Correspondence: Harri Alenius, PhD, Laboratory of Immunotoxicology, Finnish Institute of Occupational Health, Topeliuksenkatu 41 aA, FIN-00250 Helsinki, Finland. Email: harri.alenius@ttl.fi

Received 8 July 2002; Revised 8 October 2002; Accepted 11 November 2002.

Abstract

In addition to immediate type I allergy symptoms, natural rubber latex allergy may manifest as protein contact dermatitis on the hands of health-care workers and other natural rubber latex glove users. We examined whether repeated application of natural rubber latex on mouse skin causes sensitization to natural rubber latex and dermatitis. Epicutaneous sensitization with natural rubber latex produced a significant influx of mononuclear cells, CD4⁺ CD3⁺ cells, and eosinophils to the sensitized skin sites. The number of degranulated mast cells in natural rubber latex-sensitized skin sites was significantly higher compared with control sites treated with phosphate-buffered saline. The expression of interleukin-1 and interleukin-4 mRNA was markedly increased in natural rubber latex-sensitized skin sites. Moreover, significant increases in the mRNA expression of chemokines CCL2 (monocyte chemoattractant protein-1), CCL11 (eotaxin-1), CCL3 (macrophage inflammatory protein-1), and CCL4 (macrophage inflammatory protein-1) were found. In addition to the cutaneous inflammatory response, epicutaneous sensitization with natural rubber latex induced a striking increase in the total and specific immunoglobulin E levels but not in the immunoglobulin G2a levels. Intraperitoneal immunization with natural rubber latex induced a strong natural rubber latex-specific immunoglobulin G2a response, but only a weak immunoglobulin E response. We also studied the role of two major natural rubber latex allergens, the highly hydrophilic prohevein and the hydrophobic rubber elongation factor. Cutaneous application of natural rubber latex elicited a strong immunoglobulin E response against prohevein, but not against rubber elongation factor.
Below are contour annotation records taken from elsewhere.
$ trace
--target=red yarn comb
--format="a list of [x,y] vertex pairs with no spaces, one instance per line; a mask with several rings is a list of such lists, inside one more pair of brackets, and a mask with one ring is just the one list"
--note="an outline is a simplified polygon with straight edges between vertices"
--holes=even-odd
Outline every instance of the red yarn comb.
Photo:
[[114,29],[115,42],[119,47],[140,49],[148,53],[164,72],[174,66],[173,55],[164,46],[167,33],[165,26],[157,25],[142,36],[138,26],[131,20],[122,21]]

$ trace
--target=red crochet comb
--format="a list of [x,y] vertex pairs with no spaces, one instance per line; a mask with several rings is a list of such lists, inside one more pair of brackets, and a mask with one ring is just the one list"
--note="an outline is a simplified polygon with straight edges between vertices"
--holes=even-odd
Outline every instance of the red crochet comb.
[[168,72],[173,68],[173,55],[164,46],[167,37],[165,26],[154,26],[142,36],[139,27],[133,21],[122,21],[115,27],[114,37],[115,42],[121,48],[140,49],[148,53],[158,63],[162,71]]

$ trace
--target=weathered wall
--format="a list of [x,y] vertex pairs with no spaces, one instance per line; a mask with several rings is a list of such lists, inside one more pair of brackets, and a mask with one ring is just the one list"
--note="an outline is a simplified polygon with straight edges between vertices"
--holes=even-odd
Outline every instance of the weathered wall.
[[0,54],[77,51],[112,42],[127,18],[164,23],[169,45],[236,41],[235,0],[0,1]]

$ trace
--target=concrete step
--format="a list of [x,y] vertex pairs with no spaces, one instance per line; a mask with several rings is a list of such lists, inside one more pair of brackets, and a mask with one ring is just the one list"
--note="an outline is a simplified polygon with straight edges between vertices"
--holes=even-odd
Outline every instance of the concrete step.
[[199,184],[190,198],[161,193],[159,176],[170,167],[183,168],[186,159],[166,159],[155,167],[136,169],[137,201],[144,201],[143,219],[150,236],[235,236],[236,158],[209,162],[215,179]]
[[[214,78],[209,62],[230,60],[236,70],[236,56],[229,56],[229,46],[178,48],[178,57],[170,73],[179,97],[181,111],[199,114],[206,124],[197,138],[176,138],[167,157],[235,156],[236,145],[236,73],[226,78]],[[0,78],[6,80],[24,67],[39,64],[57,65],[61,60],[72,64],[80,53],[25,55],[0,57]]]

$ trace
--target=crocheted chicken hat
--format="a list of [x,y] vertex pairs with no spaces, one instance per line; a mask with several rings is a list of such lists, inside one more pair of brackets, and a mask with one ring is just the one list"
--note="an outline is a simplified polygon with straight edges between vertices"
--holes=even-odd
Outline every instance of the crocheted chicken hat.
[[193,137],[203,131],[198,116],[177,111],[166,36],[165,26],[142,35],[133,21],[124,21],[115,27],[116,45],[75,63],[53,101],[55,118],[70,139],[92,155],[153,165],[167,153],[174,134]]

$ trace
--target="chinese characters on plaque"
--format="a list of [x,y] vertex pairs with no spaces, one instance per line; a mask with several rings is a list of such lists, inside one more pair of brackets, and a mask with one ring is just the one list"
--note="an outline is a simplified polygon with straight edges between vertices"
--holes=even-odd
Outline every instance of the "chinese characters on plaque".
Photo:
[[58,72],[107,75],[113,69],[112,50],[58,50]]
On the contrary, intraperitoneal immunization with natural rubber latex elicited strong immunoglobulin G2a production to rubber elongation factor but not to prohevein. These results demonstrate that epicutaneous sensitization with natural rubber latex induces T helper 2-dominated dermal inflammation and strong immunoglobulin E response in this murine model of natural rubber latex induced protein contact dermatitis. Epicutaneous sensitization to natural rubber latex proteins eluting from latex gloves may therefore contribute to the development of hand dermatitis and also natural rubber latex-specific immunoglobulin E antibodies.